You are viewing a plain text version of this content. The canonical link for it is here.
Posted to user@kylin.apache.org by Alberto Ramón <a....@gmail.com> on 2016/12/08 13:27:52 UTC

Cut Size

I'm reading this MailList
<http://apache-kylin.74782.x6.nabble.com/Update-default-config-for-sandbox-environment-td6561.html>
and have some doubts (Example
<https://github.com/apache/kylin/blob/master/examples/test_case_data/sandbox/kylin.properties#L99>
):

region-cut-gb
max-region-count
hfile-size-gb

when you have hfile-size-gb, you re-split HFile using max-region-count and
region-cut-gb ?? or is for normal ingest, Kylin 1323?

Medium , small, . ..  is deprecated (KYLIN-1669
<https://issues.apache.org/jira/browse/KYLIN-1669>)? "# E.g, for cube whose
capacity be marked as "SMALL", split region per 10GB by default"  (From
Example)

Re: Cut Size

Posted by ShaoFeng Shi <sh...@apache.org>.
Ok... let me explain; The default cut is 5GB per region; If the cube's
estimated size is 3000GB, then there should be 600 regions; While, since
"max-region-count" is set to 500, so the region number in one HTable will
be controlled at <= 500; so finally it will split the regions by 3000/500 =
6GB. This is the cap; it controll the max region count in one table.

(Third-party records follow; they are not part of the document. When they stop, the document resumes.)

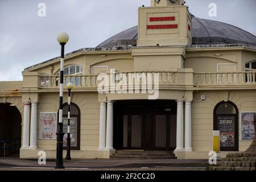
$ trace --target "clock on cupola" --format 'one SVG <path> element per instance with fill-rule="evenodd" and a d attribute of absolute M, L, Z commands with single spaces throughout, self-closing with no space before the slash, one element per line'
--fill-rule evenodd
<path fill-rule="evenodd" d="M 154 6 L 179 6 L 184 3 L 184 0 L 151 0 Z"/>

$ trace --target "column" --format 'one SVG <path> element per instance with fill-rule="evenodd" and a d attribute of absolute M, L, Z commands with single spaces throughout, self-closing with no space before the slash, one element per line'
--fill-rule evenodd
<path fill-rule="evenodd" d="M 107 123 L 106 123 L 106 148 L 114 149 L 113 147 L 113 102 L 108 101 Z"/>
<path fill-rule="evenodd" d="M 36 149 L 36 133 L 38 123 L 38 102 L 31 102 L 31 121 L 30 122 L 30 149 Z"/>
<path fill-rule="evenodd" d="M 100 146 L 98 150 L 106 147 L 106 102 L 100 102 Z"/>
<path fill-rule="evenodd" d="M 192 151 L 191 101 L 185 101 L 185 150 Z"/>
<path fill-rule="evenodd" d="M 184 151 L 183 130 L 183 101 L 177 101 L 176 151 Z"/>
<path fill-rule="evenodd" d="M 22 135 L 22 148 L 28 148 L 30 144 L 30 103 L 24 104 L 24 116 Z"/>

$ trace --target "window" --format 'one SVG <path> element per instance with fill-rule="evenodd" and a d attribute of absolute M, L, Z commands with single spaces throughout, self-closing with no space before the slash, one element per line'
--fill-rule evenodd
<path fill-rule="evenodd" d="M 70 75 L 70 76 L 76 76 L 76 75 L 82 75 L 82 67 L 79 65 L 69 65 L 64 67 L 64 75 Z M 57 72 L 57 75 L 59 75 L 59 72 Z M 79 80 L 80 79 L 80 80 Z M 76 84 L 78 85 L 79 82 L 81 83 L 81 78 L 76 77 L 76 83 L 75 83 L 75 77 L 71 77 L 70 78 L 70 82 L 73 84 Z M 59 78 L 56 79 L 56 85 L 59 85 Z M 68 83 L 69 80 L 68 78 L 66 78 L 65 80 L 64 80 L 64 83 L 66 84 Z"/>
<path fill-rule="evenodd" d="M 251 63 L 251 69 L 256 69 L 256 61 Z"/>
<path fill-rule="evenodd" d="M 225 102 L 220 105 L 216 109 L 216 114 L 235 114 L 237 111 L 236 108 L 230 103 Z"/>
<path fill-rule="evenodd" d="M 50 80 L 49 74 L 41 73 L 40 82 L 42 86 L 50 86 Z"/>
<path fill-rule="evenodd" d="M 245 64 L 245 70 L 256 71 L 256 60 L 247 63 Z"/>
<path fill-rule="evenodd" d="M 245 64 L 245 71 L 246 72 L 256 72 L 256 60 L 247 63 Z M 256 78 L 254 78 L 256 80 Z M 247 73 L 245 77 L 246 82 L 248 81 Z M 253 74 L 250 73 L 250 82 L 253 81 Z"/>

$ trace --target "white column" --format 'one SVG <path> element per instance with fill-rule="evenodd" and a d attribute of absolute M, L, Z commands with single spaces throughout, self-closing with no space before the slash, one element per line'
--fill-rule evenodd
<path fill-rule="evenodd" d="M 114 149 L 113 137 L 113 104 L 112 101 L 108 101 L 106 148 Z"/>
<path fill-rule="evenodd" d="M 176 151 L 184 151 L 183 130 L 183 101 L 177 101 Z"/>
<path fill-rule="evenodd" d="M 98 150 L 106 147 L 106 102 L 100 102 L 100 146 Z"/>
<path fill-rule="evenodd" d="M 36 149 L 38 123 L 38 102 L 31 102 L 31 121 L 30 122 L 30 149 Z"/>
<path fill-rule="evenodd" d="M 192 151 L 191 101 L 185 101 L 185 150 Z"/>
<path fill-rule="evenodd" d="M 30 103 L 24 104 L 24 116 L 22 135 L 22 148 L 28 148 L 30 144 Z"/>

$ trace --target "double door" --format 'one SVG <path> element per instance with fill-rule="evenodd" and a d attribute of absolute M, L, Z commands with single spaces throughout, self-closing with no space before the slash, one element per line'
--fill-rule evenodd
<path fill-rule="evenodd" d="M 123 150 L 174 150 L 176 110 L 170 108 L 123 108 L 115 117 L 114 146 Z"/>

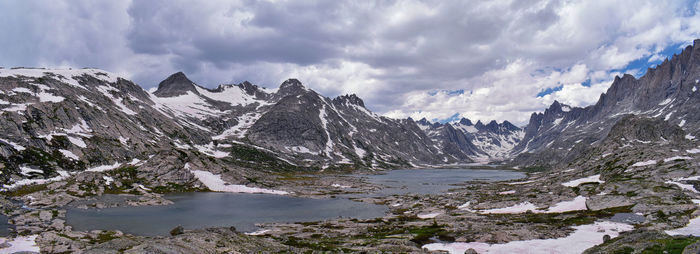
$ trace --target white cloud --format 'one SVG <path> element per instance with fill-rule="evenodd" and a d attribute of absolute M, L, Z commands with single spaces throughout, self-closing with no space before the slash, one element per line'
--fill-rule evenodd
<path fill-rule="evenodd" d="M 524 123 L 555 99 L 594 103 L 630 61 L 692 43 L 699 11 L 652 0 L 2 2 L 0 66 L 98 67 L 146 88 L 181 70 L 210 87 L 296 77 L 390 116 Z"/>

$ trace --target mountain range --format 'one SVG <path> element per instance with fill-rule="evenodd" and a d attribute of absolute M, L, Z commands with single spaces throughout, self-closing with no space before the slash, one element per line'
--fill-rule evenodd
<path fill-rule="evenodd" d="M 597 149 L 621 123 L 636 126 L 627 130 L 634 132 L 633 142 L 647 142 L 653 134 L 630 116 L 678 126 L 684 138 L 668 142 L 694 142 L 700 134 L 699 80 L 696 40 L 639 79 L 616 77 L 596 104 L 579 108 L 555 101 L 520 128 L 508 121 L 387 118 L 354 94 L 324 97 L 296 79 L 276 89 L 249 82 L 209 89 L 178 72 L 148 92 L 98 69 L 0 69 L 0 181 L 110 165 L 162 166 L 173 156 L 251 169 L 486 161 L 554 167 Z M 182 177 L 167 170 L 159 176 Z"/>

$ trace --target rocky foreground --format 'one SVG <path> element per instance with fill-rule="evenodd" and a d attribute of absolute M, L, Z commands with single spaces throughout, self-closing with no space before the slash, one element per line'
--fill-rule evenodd
<path fill-rule="evenodd" d="M 120 175 L 128 173 L 124 168 L 84 172 L 7 192 L 2 206 L 15 226 L 15 239 L 33 241 L 47 253 L 463 253 L 517 250 L 537 241 L 554 251 L 578 243 L 573 245 L 582 248 L 577 252 L 586 253 L 696 253 L 700 227 L 693 221 L 700 216 L 700 151 L 664 142 L 620 141 L 569 168 L 530 172 L 516 181 L 473 181 L 440 194 L 356 200 L 386 205 L 389 213 L 381 218 L 263 224 L 260 231 L 248 234 L 229 227 L 176 228 L 171 236 L 143 237 L 119 231 L 78 232 L 65 225 L 63 207 L 71 203 L 88 209 L 170 203 L 152 189 L 129 185 L 129 178 Z M 116 193 L 103 187 L 105 176 L 112 178 L 111 185 L 123 186 L 118 193 L 128 196 L 125 201 L 94 200 Z M 261 186 L 275 182 L 267 187 L 291 195 L 318 198 L 383 187 L 361 176 L 334 173 L 276 173 L 259 181 Z M 207 188 L 192 185 L 182 190 Z M 611 221 L 615 214 L 632 219 Z"/>

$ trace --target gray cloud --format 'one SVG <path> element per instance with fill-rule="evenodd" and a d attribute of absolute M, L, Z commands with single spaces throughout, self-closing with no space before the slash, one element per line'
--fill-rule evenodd
<path fill-rule="evenodd" d="M 624 8 L 621 8 L 624 6 Z M 98 67 L 156 85 L 300 78 L 397 117 L 523 121 L 699 36 L 697 1 L 2 1 L 0 65 Z M 591 79 L 591 88 L 580 83 Z M 545 89 L 566 89 L 537 98 Z M 464 90 L 464 95 L 431 96 Z M 472 94 L 473 93 L 473 94 Z M 585 93 L 580 99 L 571 93 Z M 496 104 L 486 106 L 486 104 Z"/>

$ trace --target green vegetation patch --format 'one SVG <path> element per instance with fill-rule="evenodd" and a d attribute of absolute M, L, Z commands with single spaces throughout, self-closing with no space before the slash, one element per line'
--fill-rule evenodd
<path fill-rule="evenodd" d="M 642 250 L 642 254 L 668 253 L 681 254 L 683 249 L 698 241 L 697 237 L 669 238 L 654 240 L 654 245 Z"/>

For "kylin.storage.hbase.hfile-size-gb", see
https://issues.apache.org/jira/browse/KYLIN-1323

2016-12-12 20:22 GMT+08:00 Alberto Ramón <a....@gmail.com>:

> "it will do a cap" I dont't know what cap. this means  :)
>
> Then what is the function of "kylin.storage.hbase.hfile-size-gb=2"
>
> 2016-12-12 2:58 GMT+01:00 ShaoFeng Shi <sh...@apache.org>:
>
>> when you have hfile-size-gb, you re-split HFile using max-region-count
>> and region-cut-gb ?
>>
>> --> Yes; Kylin will estimate the total size, then divide by
>> "regino-cut-gb" to get the region number; If the region number exceeds
>> "max-region-count", it will do a cap.
>>
>> Medium , small, . ..  is deprecated (KYLIN-1669
>> <https://issues.apache.org/jira/browse/KYLIN-1669>)?
>> --> Yes, that marker has been removed; Will use same split configuration
>> for all cubes; If user want to customize, he can overwrite the config
>> values at cube level.
>>
>> 2016-12-08 21:27 GMT+08:00 Alberto Ramón <a....@gmail.com>:
>>
>>> I'm reading this MailList
>>> <http://apache-kylin.74782.x6.nabble.com/Update-default-config-for-sandbox-environment-td6561.html>
>>> and have some doubts (Example
>>> <https://github.com/apache/kylin/blob/master/examples/test_case_data/sandbox/kylin.properties#L99>
>>> ):
>>>
>>> region-cut-gb
>>> max-region-count
>>> hfile-size-gb
>>>
>>> when you have hfile-size-gb, you re-split HFile using max-region-count
>>> and region-cut-gb ?? or is for normal ingest, Kylin 1323?
>>>
>>> Medium , small, . ..  is deprecated (KYLIN-1669
>>> <https://issues.apache.org/jira/browse/KYLIN-1669>)? "# E.g, for cube
>>> whose capacity be marked as "SMALL", split region per 10GB by default"
>>> (From Example)
>>>
>>
>>
>>
>> --
>> Best regards,
>>
>> Shaofeng Shi 史少锋
>>
>>
>


-- 
Best regards,

Shaofeng Shi 史少锋

Re: Cut Size

Posted by Alberto Ramón <a....@gmail.com>.
"it will do a cap" I dont't know what cap. this means  :)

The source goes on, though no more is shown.